The problem stemmed from a disagreement between Culver City and the state on the repayment of a $12.5 million loan by the former Redevelopment Agency (RDA) to the city in 2011, just before the dissolution of redevelopment agencies in 2012. The DOF claims that the Culver City RDA transfer was illegal.

Culver City CEO of Finances Jeff Muir offered further explanation of this complicated story:

“In June of 2011, the legislature adopted AB26 to dissolve redevelopment agencies in California. They also adopted AB27 at the same time, which allowed RDA's to continue to exist if they 'opted in' and agreed to make a big one-time payment. “

Culver City’s RDA opted for the payment, also filing litigation to challenge the legality of AB26 and AB27.

Said Muir: “During these summer and fall months of 2011, the thought of RDA's was that either they would be successful in the litigation and both bills would be struck down, allowing RDA's to continue normal existence, or the bills would be upheld but those that had opted in to AB27 would still be able to continue to exist.”

In October 2011, “The City and RDA approved an agenda item allowing a $12.5 million cash advance from the City to the Agency, with repayment by the end of December 2011. The cash was advanced by the City, the debt service was paid on November 1, and the RDA paid back the cash advance in late December.”

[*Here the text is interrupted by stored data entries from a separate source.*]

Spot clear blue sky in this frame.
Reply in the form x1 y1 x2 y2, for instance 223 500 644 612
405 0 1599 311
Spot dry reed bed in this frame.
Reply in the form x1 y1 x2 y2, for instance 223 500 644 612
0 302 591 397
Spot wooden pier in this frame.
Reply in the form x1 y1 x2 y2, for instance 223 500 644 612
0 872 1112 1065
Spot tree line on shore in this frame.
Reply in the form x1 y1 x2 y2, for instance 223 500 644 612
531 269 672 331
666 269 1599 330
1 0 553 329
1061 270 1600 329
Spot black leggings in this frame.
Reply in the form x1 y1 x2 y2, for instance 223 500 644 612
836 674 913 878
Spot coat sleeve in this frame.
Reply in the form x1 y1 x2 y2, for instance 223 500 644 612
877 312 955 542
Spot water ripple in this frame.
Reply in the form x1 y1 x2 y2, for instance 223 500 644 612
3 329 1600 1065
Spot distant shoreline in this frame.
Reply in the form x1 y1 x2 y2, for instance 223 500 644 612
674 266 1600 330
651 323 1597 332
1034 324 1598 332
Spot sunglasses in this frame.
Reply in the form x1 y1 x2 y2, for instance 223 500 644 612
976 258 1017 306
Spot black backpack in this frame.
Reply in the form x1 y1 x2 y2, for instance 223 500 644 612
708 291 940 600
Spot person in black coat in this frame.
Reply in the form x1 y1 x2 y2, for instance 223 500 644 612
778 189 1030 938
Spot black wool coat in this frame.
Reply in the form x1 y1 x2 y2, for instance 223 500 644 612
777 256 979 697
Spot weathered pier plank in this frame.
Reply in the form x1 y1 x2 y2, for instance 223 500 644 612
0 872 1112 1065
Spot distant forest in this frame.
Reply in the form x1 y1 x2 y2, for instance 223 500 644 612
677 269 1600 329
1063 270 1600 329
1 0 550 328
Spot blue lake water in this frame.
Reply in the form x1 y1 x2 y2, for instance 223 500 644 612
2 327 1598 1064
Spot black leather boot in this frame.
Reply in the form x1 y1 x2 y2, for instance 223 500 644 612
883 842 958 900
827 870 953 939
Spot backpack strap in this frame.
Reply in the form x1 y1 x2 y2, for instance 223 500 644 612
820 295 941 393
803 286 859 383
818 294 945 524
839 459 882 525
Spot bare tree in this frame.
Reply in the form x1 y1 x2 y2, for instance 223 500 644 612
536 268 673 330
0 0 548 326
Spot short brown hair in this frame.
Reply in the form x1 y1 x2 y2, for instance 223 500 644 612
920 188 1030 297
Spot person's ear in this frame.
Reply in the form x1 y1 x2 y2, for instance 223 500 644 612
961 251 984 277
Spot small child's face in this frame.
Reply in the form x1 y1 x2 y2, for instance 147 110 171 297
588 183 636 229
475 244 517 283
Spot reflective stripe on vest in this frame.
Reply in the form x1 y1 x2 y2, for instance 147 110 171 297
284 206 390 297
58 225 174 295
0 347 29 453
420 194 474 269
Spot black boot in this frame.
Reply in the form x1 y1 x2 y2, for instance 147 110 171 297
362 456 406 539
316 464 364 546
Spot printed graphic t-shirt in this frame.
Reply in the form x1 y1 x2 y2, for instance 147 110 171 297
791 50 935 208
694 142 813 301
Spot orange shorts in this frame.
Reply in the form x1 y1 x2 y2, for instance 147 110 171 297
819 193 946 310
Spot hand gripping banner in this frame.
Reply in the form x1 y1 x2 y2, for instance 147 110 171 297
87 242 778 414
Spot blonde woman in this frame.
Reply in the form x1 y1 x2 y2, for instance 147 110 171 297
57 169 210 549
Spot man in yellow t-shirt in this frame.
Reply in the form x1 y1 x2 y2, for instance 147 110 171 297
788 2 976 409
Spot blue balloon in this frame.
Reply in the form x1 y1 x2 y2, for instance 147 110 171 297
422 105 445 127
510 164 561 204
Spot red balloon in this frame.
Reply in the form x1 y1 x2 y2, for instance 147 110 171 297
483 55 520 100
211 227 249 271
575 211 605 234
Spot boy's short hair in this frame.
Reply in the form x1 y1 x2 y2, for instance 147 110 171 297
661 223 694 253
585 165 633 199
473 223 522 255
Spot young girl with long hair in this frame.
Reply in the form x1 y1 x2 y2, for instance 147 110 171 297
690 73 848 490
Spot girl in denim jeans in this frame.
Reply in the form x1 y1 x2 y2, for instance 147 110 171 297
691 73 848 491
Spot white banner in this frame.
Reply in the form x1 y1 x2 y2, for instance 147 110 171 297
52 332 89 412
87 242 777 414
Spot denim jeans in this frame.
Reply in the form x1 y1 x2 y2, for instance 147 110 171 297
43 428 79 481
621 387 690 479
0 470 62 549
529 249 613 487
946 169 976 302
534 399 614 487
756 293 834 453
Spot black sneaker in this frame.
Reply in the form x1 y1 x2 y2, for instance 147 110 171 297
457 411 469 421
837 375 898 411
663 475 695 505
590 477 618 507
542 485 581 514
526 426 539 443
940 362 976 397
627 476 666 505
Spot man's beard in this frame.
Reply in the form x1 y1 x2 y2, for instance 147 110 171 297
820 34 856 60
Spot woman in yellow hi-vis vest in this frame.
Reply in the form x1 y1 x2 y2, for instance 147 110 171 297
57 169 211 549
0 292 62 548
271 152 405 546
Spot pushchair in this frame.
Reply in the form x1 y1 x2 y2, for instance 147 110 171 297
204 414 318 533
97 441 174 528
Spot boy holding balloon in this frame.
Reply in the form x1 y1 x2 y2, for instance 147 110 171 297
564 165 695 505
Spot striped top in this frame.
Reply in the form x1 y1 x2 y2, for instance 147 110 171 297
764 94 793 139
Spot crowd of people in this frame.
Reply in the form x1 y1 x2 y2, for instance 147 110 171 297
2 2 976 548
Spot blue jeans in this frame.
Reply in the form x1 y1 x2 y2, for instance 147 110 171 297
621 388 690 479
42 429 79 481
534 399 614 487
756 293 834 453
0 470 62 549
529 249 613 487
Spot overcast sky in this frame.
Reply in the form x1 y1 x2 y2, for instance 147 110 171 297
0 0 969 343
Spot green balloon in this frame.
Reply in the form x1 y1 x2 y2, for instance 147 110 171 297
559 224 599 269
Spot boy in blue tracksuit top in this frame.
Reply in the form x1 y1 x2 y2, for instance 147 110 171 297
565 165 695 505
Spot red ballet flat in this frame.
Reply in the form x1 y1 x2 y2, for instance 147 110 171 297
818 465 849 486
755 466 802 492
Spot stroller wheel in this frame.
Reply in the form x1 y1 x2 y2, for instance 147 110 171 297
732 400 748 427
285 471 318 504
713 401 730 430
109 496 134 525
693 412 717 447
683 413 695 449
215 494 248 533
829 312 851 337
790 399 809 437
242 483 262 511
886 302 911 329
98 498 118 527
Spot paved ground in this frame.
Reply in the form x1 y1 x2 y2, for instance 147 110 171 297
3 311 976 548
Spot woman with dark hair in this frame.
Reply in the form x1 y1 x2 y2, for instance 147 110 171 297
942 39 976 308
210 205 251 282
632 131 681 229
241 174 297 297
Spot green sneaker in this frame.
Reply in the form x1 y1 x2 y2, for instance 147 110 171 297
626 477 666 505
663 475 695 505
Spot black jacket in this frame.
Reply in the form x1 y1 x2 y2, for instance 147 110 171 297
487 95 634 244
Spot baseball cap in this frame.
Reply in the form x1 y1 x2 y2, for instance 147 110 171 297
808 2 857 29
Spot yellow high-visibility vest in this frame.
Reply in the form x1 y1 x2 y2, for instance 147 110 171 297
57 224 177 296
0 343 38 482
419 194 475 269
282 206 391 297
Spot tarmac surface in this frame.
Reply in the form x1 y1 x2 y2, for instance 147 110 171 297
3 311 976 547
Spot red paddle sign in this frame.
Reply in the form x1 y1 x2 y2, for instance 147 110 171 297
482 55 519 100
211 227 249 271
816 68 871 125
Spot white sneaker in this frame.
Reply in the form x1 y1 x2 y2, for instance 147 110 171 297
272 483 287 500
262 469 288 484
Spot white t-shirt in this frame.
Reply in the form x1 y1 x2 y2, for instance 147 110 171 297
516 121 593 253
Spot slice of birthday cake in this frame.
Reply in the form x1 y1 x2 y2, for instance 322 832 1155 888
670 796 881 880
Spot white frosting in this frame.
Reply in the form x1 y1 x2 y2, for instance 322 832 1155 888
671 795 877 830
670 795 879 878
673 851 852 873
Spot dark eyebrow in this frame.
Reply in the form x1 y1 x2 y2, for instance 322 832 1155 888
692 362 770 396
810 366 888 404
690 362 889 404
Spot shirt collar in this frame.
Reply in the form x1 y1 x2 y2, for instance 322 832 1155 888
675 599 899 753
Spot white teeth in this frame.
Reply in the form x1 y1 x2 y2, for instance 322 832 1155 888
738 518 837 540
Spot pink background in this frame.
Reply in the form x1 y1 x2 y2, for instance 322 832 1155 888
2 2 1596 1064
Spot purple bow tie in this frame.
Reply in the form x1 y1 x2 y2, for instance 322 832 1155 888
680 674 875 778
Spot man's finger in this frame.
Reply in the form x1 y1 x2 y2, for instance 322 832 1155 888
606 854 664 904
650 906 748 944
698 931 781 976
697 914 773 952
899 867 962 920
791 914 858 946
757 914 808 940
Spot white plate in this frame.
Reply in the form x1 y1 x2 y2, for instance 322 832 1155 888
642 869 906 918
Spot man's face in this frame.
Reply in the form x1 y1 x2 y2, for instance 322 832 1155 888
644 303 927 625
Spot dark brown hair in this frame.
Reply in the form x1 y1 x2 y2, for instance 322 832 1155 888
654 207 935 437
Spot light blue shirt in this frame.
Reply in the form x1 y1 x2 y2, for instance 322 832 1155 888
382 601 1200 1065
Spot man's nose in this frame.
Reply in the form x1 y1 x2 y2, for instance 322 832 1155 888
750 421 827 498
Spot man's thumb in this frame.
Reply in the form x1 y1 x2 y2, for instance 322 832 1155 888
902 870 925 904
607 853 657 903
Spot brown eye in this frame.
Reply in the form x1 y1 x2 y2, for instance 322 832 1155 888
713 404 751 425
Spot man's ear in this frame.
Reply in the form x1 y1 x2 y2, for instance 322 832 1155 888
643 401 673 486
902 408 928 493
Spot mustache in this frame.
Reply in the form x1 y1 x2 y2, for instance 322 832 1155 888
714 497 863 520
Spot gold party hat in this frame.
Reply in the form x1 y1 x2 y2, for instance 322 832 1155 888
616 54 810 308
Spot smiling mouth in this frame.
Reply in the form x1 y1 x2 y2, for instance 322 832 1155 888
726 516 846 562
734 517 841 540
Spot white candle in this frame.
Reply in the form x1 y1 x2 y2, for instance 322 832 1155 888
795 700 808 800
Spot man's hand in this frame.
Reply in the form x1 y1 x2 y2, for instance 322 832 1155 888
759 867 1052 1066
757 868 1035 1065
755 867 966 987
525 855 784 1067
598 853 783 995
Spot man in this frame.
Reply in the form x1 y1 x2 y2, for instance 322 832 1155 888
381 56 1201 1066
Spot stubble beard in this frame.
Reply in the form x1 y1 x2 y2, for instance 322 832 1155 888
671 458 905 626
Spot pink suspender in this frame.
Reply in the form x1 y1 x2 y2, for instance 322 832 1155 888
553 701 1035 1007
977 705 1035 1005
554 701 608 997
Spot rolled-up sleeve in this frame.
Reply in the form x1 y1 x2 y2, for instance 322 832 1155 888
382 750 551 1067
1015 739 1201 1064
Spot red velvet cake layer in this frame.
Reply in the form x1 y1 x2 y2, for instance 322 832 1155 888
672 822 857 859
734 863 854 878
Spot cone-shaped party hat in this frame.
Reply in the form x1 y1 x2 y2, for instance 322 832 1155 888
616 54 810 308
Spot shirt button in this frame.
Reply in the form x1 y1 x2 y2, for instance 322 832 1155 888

However, in December 2011 a ruling came that upheld AB26, thereby eliminating all RDAs, and striking down AB27, eliminating the one-time fee payment option.

Muir continued: “The new Successor Agency that took over the wind-down of the former RDA had to request money in six-month increments on a Recognized Obligations Payment Schedule (ROPS) and also report exactly how money was spent during each six month period. When the Culver City SA submitted its ROPS request for the January 1, 2013 through June 30, 2013 period (ROPS III), we had to report how money was spent during the ROPS I period of January 1, 2012 to June 30, 2012.

“ In order to account for the tax increment attributable for that period, the $12.5 million repayment of the cash advance was included on the schedule. The LA County Auditor-Controller (AC) and the Department of Finance (DOF) decided that this was an illegal transfer and reduced our allocation of property tax, distributing the amount to the various taxing entities.”

The debt service payment of about $15 million was due on November 3. “The Successor Agency used all cash on hand towards the debt service payment, but was still about $1.7 million short. Funds on hand with the bond trustee were used to make up the difference.”

However, other enforceable obligations of the successor agencies aren't being paid.

The Successor Agency owes money to a developer for a disposition and development agreement, and owes also for a settlement agreement, worth $400 million, with another developer.

Muir said that except for the bonds nothing else on the recognized obligation payment schedule is getting paid at this time.

"This has also caused our debt rating to drop to BBB-minus [from Standard & Poor's], which is preventing us from proceeding with a refinancing where the present value savings that would be passed on to taxing entities meet or exceed the amount of the dispute."

Muir notes that “the Successor Agency has a myriad of other debts and obligations that are going unpaid as a result of these adjustments. Fortunately, to this point, we have been able to protect bondholders. It is utterly ridiculous that the City should send $12.5 million of taxpayer money to the Successor Agency, when more than adequate tax revenues of the former agency exist to pay the necessary obligations. The State is looking to enrich itself off of the back of the City.”

As for how this might affect the next budget, Muir said “At this point, there is no anticipated effect on the budget. In a worst case scenario, if we were to lose in court, the repayment would have to occur out of General Fund reserves. This would weaken the City's financial position, and take away monies that could ultimately be used for infrastructure or facility investments.”

The Successor Agency expects to prosecute the DOF appeal.